I bought this book at the urging of a friend who trains with Wes Cole in Tulsa and has lost weight using his method. My problem's not really fatness or unfitness. I just seem to hit a wall where I can't lose any more weight, hard as I try. Willpower's good, but only to a point: it can help you lose some weight but it won't keep it off. What makes me think this book will work is that Cole's program is greater than just losing "x" number of pounds. It involves developing healthy dietary, exercise and mental *habits* that'll help you get into better shape and health - and keep you there. Thus the title: Habitual Health.
At the core of the Healthy Habits program, and something that makes the book unusual in my view, is a series of four "cycles" as Cole calls them that last about six weeks each. Each cycle incorporates a program of diet and exercise to burn flab and build up stamina and strength. On completing a given cycle, you take a self test that lets you know if you're ready to move on to the next. The cycles are slowly progressive - you gradually build up habits you can use in the next cycle.
Cycle one is mainly about the importance of getting rid of refined sugar from your diet, and how to do it. Americans are hugely addicted to refined sugar and the average person eats about 150 pounds of it a year. Unfortunately, it has no nutritive value whatsoever and gets stored in your body as fat. Worse still, it leaches out essential vitamins and nutrients that you need to function. I'd heard refined sugar isn't good for you but never realized before just how contrary it is to good health. Basically, you'd do better starving because refined sugar's worse than nothing. After a lifetime spent eating it we don't even realize how addicted we've become. Not only that, sugar's a hidden ingredient in lots of foods, even those that are touted as healthy. Manufacturers slip it into all kinds of stuff. Cole goes after refined sugar like public enemy number one. He tells how to eliminate it from your diet and gives a list of sugar alternatives with their relative merits.
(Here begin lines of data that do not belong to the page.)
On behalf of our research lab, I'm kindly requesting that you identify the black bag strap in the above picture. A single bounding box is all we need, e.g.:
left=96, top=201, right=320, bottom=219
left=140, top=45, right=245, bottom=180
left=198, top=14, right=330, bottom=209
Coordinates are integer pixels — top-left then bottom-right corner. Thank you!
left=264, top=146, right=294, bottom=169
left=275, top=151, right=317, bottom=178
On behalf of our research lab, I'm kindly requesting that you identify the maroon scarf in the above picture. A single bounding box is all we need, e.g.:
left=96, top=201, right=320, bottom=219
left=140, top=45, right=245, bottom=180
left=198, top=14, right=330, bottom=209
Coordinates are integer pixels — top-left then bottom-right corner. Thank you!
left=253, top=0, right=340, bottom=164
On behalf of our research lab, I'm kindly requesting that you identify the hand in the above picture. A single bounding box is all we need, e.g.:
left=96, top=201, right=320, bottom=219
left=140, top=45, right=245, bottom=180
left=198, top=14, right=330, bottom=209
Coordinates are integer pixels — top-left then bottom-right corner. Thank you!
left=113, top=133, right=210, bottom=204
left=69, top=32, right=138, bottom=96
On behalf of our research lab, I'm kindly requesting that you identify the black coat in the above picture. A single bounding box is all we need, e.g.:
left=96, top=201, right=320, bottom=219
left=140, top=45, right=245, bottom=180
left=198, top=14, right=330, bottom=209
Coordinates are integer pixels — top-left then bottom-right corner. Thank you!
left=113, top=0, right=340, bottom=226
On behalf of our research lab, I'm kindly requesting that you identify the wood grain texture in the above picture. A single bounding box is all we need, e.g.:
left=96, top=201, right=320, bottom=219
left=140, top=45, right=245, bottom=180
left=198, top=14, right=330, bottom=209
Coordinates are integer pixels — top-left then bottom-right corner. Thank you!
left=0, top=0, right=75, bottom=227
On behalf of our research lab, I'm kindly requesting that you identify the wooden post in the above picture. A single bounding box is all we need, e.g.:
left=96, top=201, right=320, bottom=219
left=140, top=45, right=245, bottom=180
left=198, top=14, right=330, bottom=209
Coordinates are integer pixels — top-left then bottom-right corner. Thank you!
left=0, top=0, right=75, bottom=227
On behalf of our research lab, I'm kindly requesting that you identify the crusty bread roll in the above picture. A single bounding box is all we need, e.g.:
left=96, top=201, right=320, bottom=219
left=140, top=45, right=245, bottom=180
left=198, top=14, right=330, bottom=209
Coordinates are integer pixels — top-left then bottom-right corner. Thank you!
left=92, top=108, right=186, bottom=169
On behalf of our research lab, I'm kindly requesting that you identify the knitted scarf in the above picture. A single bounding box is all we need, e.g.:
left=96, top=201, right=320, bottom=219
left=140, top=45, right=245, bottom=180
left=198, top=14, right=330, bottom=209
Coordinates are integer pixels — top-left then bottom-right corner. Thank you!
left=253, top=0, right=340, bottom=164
Interestingly, it seems that once you beat your sugar jones, it starts to taste bad - even to the point of making you nauseous.
The fitness component to this cycle involves doing stuff that you already enjoy doing. This is an important point with the book: you don't have to kill yourself doing stuff you'd rather not. You can burn lots of calories doing things you actually like to do.
Cycle two is about eating healthier, and getting the right balance of proteins and carbohydrates in your diet. Recipes for healthy eating are given. The fitness component involves expanding on your exercise routine.
Cycle three is about eliminating certain fats from your diet entirely while reducing others; and decreasing your sodium intake. Along with refined sugar, there's lots of fat lurking in our cupboards. The book discusses these in some detail (especially Trans fat and partially hydrogenated vegetable oil), and ways to purge them from your diet. The reader's encouraged to read food labels to see just how much hidden sugar, fat and salt their food actually contains. Here I think the book could have been improved by giving some examples and instructions for reading food labels, but it's not hard to learn. More recipes for healthy eating are given. The fitness component discusses upper level activities like group sports, charity runs, etc.
Cycle four gives instructions about calorie counting - and its importance for people who really want to be slimmer. The first three cycles were about losing weight while becoming fitter, this cycle is about keeping the weight off and keeping fit. The simple math is that if you want to lose weight you must burn more calories than you take in (to lose a pound a week you need to burn 500 more calories a day than you eat). To maintain stasis it's necessary that you eat no more than you excrete. Apparently lots of people can't wrap their brains around calorie counting, but the way Cole describes it it's really not hard, just an acquired skill you'll be able to do in your head before long. There are sites on the Internet that do much of the grunt work for you. The fitness program of this cycle offers types of advanced exercise regimes.
For me, Healthy Habits was a very fast read. Especially given that it's a weight loss book. Cole has an accessible, conversational style; like he's lifting weights next to you in the gym. There are lots of interesting observations based on his experience as a strength and conditioning trainer that make sense. One thing he repeatedly emphasizes is the importance of group exercise, be it jazzercize, Judo or jousting. Solo exercise routines rarely endure - as all the dusty Bowflexes and Nautilus equipment in America's garages attests. There are just too many interruptions for you to concentrate on exercising properly. Plus, humans are by nature social beings. The four Healthy Habits cycles seem to me very reasonable. You build up over six weeks until you're ready to graduate to the next cycle. And if you fail to pass one of the self tests in order to graduate, you just back up a couple weeks and continue on.
I'm in cycle one now and, God willing, will report back in a month or two to report on my progress!